C’est à la limite une sorte de trans, je n’ai pas eu ce genre d’expérience aussi intense que ça mais quand les animateurs animent un personnage, ils sont tellement dans le truc qu’il se mettent à la place du personnage.

Ils font les mêmes mimiques qu’eux, ils doivent parfois aussi bouger de la même façon pour voir comment bouge le personnage et souvent les animateurs se filment dans une salle où ils sont en train de faire la même action que le personnage pour trouver comment il bouge. Il ne faut pas seulement l’imaginer, il faut aussi voir des références ou ce genre de choses. C’est assez incroyable de les voir animer comme ça et de se mettre tellement dans le truc. Ils ne pensent à rien d’autre, ils sont juste dans le personnage. Tu dois donner une performance comme un acteur devant un public ou une caméra. Sauf qu’ici ça dure beaucoup plus longtemps.

M : En fait, c’est très complet comme art. Ca va au delà de ce que j’espèrais et de ce que je pensais.

N : C’est marrant parce que ce que disait Benjamin, ça me rappelait un making of de Blanche neige où les animateurs s’amusaient à porter une fausse barbe et à se regarder dans un mirroir pour animer les barbes des 7 nains. C’est exactement ce que décrit Benjamin.
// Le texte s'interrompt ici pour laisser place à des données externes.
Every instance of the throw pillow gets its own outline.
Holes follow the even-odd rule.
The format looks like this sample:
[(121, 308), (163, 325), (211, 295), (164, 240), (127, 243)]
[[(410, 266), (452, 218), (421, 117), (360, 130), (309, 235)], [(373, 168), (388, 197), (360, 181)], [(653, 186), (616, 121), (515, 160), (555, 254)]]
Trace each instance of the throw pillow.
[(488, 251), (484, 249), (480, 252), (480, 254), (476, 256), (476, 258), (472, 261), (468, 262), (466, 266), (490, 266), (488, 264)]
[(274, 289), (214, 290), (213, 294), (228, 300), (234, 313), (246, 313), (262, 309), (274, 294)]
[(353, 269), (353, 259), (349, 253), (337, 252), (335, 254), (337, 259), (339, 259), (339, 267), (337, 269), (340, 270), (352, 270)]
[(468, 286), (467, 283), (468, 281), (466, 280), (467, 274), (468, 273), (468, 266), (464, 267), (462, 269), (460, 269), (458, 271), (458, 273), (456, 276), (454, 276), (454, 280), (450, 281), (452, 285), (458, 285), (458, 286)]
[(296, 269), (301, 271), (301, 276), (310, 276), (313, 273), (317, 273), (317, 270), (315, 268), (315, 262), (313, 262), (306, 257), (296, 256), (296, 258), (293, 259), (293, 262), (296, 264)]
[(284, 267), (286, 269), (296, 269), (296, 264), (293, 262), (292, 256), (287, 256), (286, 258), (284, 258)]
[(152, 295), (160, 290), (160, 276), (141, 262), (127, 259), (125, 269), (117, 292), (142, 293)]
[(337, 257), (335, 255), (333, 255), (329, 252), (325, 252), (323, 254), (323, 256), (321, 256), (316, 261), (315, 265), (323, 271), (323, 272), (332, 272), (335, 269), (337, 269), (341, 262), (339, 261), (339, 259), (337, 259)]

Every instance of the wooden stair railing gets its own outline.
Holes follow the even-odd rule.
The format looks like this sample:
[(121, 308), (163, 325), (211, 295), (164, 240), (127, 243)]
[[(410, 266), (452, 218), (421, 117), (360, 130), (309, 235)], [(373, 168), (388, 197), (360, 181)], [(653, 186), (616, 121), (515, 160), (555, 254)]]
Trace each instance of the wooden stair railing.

BC : Par exemple, dans Bambi, ils avaient mis des animaux dans le studio qui étaient couchés devant eux, et pendant qu’ils bougeaient ils étaient tout autour en train de les dessiner, de capter les poses pour pouvoir ensuite retranscrire au mieux tout ça. Ils ont fait pareil pour Ratatouille en observant les rats, en les dessinant pendant qu’ils bougeaient. C’est un mélange de dessin d’observation et de dessin quand l’animal n’est plus devant, il faut ensuite avoir les réflexes pour faires les gestes de tel ou tel façon.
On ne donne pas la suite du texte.